O que deu aos mártires e aos confessores a força de sofrer, e sobretudo a força da paz da alma no meio das condições desumanas dos cárceres e dos campos de concentração, foi a Santíssima Eucaristia. Quando lemos os testemunhos das suas vidas, descobrimos também nós, hoje, o exemplo da profundíssima fé no mistério da Santíssima Eucaristia, do ardente amor e da delicada reverência para com este máximo mistério da nossa fé, porque eles sabiam: a Eucaristia é o Senhor. “Dominus est”. E com isto está tudo dito.

Desejo citar alguns dos confessores de Cristo num dos mais horríveis campos de concentração estalinistas, das ilhas Solovetskin, no Mar Branco. O Pe. Donato Nowitsky escreveu: “Durante muito tempo celebrávamos a santa Missa no sótão, o tempo todo de joelhos, porque era impossível estar de pé. O Pe. Nikolaj ia todos os dias para a capela. Depois de um dia de desgastantes trabalhos forçados, levantou-se as cinco da manhã, tomou uma pequena quantidade de vinho, misturado com uma gota de água, e um pedaço de pão, e correu para a capela. As nossas celebrações da Eucaristia eram momentos de grandes alegrias espirituais. Agradeço a Deus que eu tenha podido estar nas ilhas Solovki. Não raramente experimentei, naquele horrível lugar, o sopro do paraíso e raras e grandes alegrias. Seguimos este princípio: olhar todas as coisas com os olhos da fé e alegrar-nos sempre na consciência de servir a verdade e gozar dela em cada momento».
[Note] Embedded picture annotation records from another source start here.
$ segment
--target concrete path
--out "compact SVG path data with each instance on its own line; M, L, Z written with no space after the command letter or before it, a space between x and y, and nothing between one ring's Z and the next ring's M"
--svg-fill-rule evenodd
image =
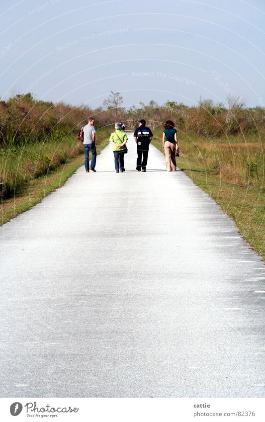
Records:
M151 147L0 229L1 397L264 397L265 265Z

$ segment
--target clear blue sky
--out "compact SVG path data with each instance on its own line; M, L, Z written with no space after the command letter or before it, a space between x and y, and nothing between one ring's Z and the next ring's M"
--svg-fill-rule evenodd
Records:
M1 0L0 96L264 106L264 0Z

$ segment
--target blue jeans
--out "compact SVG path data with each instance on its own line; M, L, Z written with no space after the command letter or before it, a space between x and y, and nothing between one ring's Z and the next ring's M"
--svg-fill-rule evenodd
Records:
M89 151L92 153L92 160L90 164L90 167L94 169L96 160L96 150L95 143L92 144L84 144L84 150L85 151L85 167L87 171L89 169Z
M115 169L116 171L120 170L122 172L124 170L124 153L123 151L113 151Z

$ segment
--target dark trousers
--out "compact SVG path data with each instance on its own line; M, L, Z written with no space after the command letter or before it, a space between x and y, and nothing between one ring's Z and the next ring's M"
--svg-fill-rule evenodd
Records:
M123 151L113 151L115 169L124 170L124 153Z
M96 149L95 145L95 143L92 144L84 144L84 150L85 151L85 168L87 171L89 169L89 151L92 153L92 160L90 164L90 167L92 169L94 169L95 167L95 162L96 160Z
M143 151L143 150L137 150L137 160L136 161L136 169L141 170L146 169L147 164L147 159L148 158L148 151Z

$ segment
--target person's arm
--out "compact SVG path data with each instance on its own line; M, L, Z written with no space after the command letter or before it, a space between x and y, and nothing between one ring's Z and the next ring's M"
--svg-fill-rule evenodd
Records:
M163 132L163 136L162 138L162 147L163 148L163 150L165 149L165 133Z
M121 147L124 147L127 141L128 141L128 138L127 137L127 135L125 133L124 134L124 137L123 137L123 142L121 144Z
M112 138L112 134L111 134L111 135L110 135L110 137L109 138L109 143L112 144L112 145L114 146L114 147L117 146L117 145L116 145L116 144L115 143L115 142L113 141L113 138Z
M177 146L177 132L176 132L176 133L175 133L175 134L174 135L174 139L175 140L175 141L176 141L176 149L177 149L177 148L178 148L178 146Z

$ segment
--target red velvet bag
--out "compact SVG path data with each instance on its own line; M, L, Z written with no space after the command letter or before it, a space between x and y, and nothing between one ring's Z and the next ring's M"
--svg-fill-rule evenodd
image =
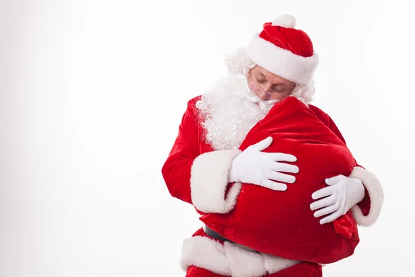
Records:
M201 220L234 242L282 258L326 264L352 255L359 237L351 213L321 225L310 209L311 195L326 186L326 178L349 176L356 166L346 145L294 97L276 104L239 149L270 136L273 143L264 152L295 156L296 181L286 191L243 184L231 212Z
O Pe. Donato Nowitsky deixou o seguinte comovente testemunho da sua própria ordenação sacerdotal, realizada em segredo: “Havia uma situação própria das catacumbas: na pobre capela estava sentado num simples banco, em vez de numa cátedra, o jovem bispo Boleslaw Sloskans. O bispo oficiava sem mitra e báculo. O seu rosto irradiava uma grande perfeição espiritual e substituía de certo modo estes sinais ordinários do poder episcopal. Na capela sentia-se o aroma da graça. Experimentámos que aqui, nesta terrível ilha, as palavras de Cristo eram cheias de significado real: “Eu estou convosco todos os dias”, “as portas do inferno não prevalecerão contra a Igreja”. Era o dia 7 de Dezembro de 1928. Eu não consegui conter silenciosas e alegres lágrimas, quando o bispo Boleslaw impôs as mãos sobre a minha cabeça dizendo: “Accipe Spiritum Sanctum”, “Recebe o Espírito Santo”, e quando também os outros sacerdotes confessores tocaram a minha cabeça. Sentia que a principal força, com a qual eu podia servir Deus no cárcere, era o santo Sacrifício da Missa. Sentia que Cristo é para sempre meu, e que sou seu servo para aliviar os seus sofrimentos. A minha alma sentia e dizia somente uma coisa: “Meu Senhor e meu Deus”.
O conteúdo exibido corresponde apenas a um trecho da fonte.